Multi-trait phenotypes drove compositional change
The weak influence of any single trait on abundances indicates that
assembly occurred along multiple environmental axes, sometimes in
opposing directions. Corroborating this, no combination of a single
trait with a single environmental gradient explained net compositional
change in either fragments or contiguous forest. However, in contiguous
forest, trait syndromes shaped compositional variation along a composite
environmental gradient defined by elevation, soil fertility and climatic
water deficit (RLQ axis 1). Sites with higher elevation, soil fertility
and lower water deficit had species with lower SLA and smaller seeds,
the latter being consistent with trait-abundance associations (see
above). These results suggest the need to examine the role of trait
coordination in determining species’ responses to multiple stressors
(Díaz et al., 2015; Shen et al., 2019).
Elevation was the only standalone gradient that significantly explained
trait-mediated compositional change, but only in contiguous forest. Read
together with trait-abundance associations, compositional change across
the elevation gradient was driven by multiple environmental factors
acting in concert (Figure S2). In contrast with contiguous forest,
trait-environment linkages did not mediate compositional change across
fragments. Thus, changes in the abundances of species with different
traits along climate gradients did not translate into changes in
community-level trait composition in fragments.
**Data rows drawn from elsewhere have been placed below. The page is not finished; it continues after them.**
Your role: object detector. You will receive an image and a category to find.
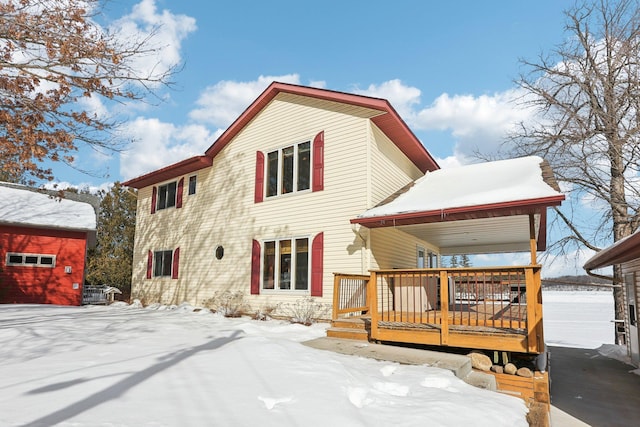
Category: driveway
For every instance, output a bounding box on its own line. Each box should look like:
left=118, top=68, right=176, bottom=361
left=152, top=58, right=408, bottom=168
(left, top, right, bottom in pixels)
left=549, top=347, right=640, bottom=427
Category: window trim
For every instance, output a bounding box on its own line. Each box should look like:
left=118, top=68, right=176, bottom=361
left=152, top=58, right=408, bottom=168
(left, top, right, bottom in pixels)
left=156, top=180, right=178, bottom=211
left=263, top=139, right=314, bottom=199
left=260, top=235, right=312, bottom=295
left=187, top=175, right=198, bottom=196
left=151, top=249, right=174, bottom=279
left=5, top=252, right=57, bottom=268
In particular, fragments
being located at higher elevations on average than contiguous forest may
have dampened the effects of elevation on trait-mediated changes in
composition. Trait-environment linkages may also be disrupted if
fragments experience more flux than contiguous forests in species’
recruitment and survival (Collins et al., 2017; Laurance, 2002).
Stochastic population dynamics or impact of local microclimate on
species performance could obscure or override the role of larger-scale
trait-environment linkages that otherwise mediate community assembly.